Певицы не стали дальше испытывать терпение слушателей.
Степановна налила всем от своих щедрот – «Девьки», за любовь!» (пусть даже уже было за это). Не дожидаясь поддержки и комментариев, она ловким движением опрокинула «любовный» напиток.
Остальные товарки с женским тактом пригубили жидкость, разжигающую в их душах любовь.
– Дусь, а телевизор-то у тебя работает? Включи! Может быть, там поют концертно или есть что-то иное повеселей! – предложила Шура.
– И то, правда! – почти хором поддержали её сотрапезницы.
Телевизор долго думать не стал.
Спустя некоторое время на экране появились финальные кадры из художественного кинофильма «Был месяц май» (1970 г., реж. Марлен Хуциев).
Именно те, где освобождённый заключённый из немецкого концлагеря гладит волны колосьев, выросшие на пепле, оставшемся от узников, которые были сожжены в печах того концлагеря. Он стоял на поле и гладил налитое зерно, вспоминая свою погибшую жену, проявившуюся в колосьях.
Эту сцену сопровождала музыкальная композиция от оркестра под управлением Поля Мориа – «Мама».
Как по команде, все пятеро залились слезами. И неспроста. Этот факт подчеркнул суть сегодняшнего праздника!
А был сегодня день Победы – Великой Победы.
А были они те, кто воевал с первого и до последнего дня той войны!

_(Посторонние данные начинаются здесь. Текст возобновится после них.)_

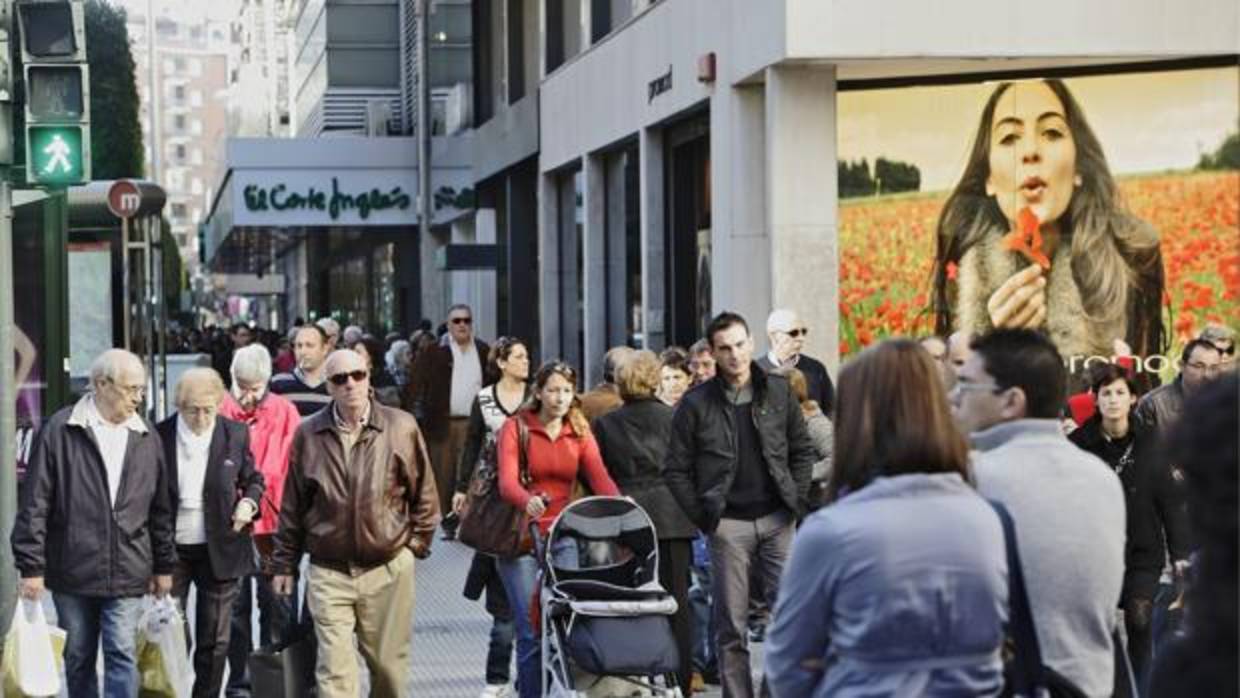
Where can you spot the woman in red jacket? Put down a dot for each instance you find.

А был этот факт отмечен у них на жакетах тем количеством медалей с орденами, что ткани не было видно за ними.
А были они все медсёстрами в той войне, где «хлебнули» человеческой крови, текущей из раненых тел.
И вспоминала каждая из них, закрывшись этими слезами, свою загубленную войной девичью молодость, да вдовье послевоенное житьё.

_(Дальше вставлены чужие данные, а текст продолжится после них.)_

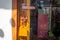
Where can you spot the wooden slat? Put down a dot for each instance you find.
(14, 17)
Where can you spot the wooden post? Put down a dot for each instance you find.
(14, 17)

Как же хотелось каждой любви хорошей. Как они проплакали насквозь свои подушки о несбывшихся мечтах о счастье.
Как выживали своими силами в голодные послевоенные годы на 35 рублей заработка, выдавшегося здесь в медицинском санатории, где они работали. В нём они оказались после войны.
Как тайком раскапывали клочки земли, да сажали на них овощи. Ими спасались от голода, да грибами солёными, собранными здесь же, рядом в лесу.
А отдыхали да отъедались в том санатории маршалы да генералы, да элита актёрская, и прочая тоже. Одним словом, те, кому сюда можно было попасть, чтобы подлечиться и отдохнуть.
А им после домашнего выживания надо перед отдыхающим контингентом улыбаться с утра и быть красивой на вид, да счастливой. Якобы, жизнь у них тут такая хорошая, что лучше не придумаешь.
Музыка от Поля Мориа закончилась.
А «девьки», наревевшись так, чтобы душу отпустило, выпили за то, что они живыми остались, что есть ещё у них такая вот возможность в жизни … Потом разговорились о дне сегодняшнем. Мол, жизнь вокруг стала лучше (по времени то была эпоха «Брежневского застоя», конец 70-х 20 века).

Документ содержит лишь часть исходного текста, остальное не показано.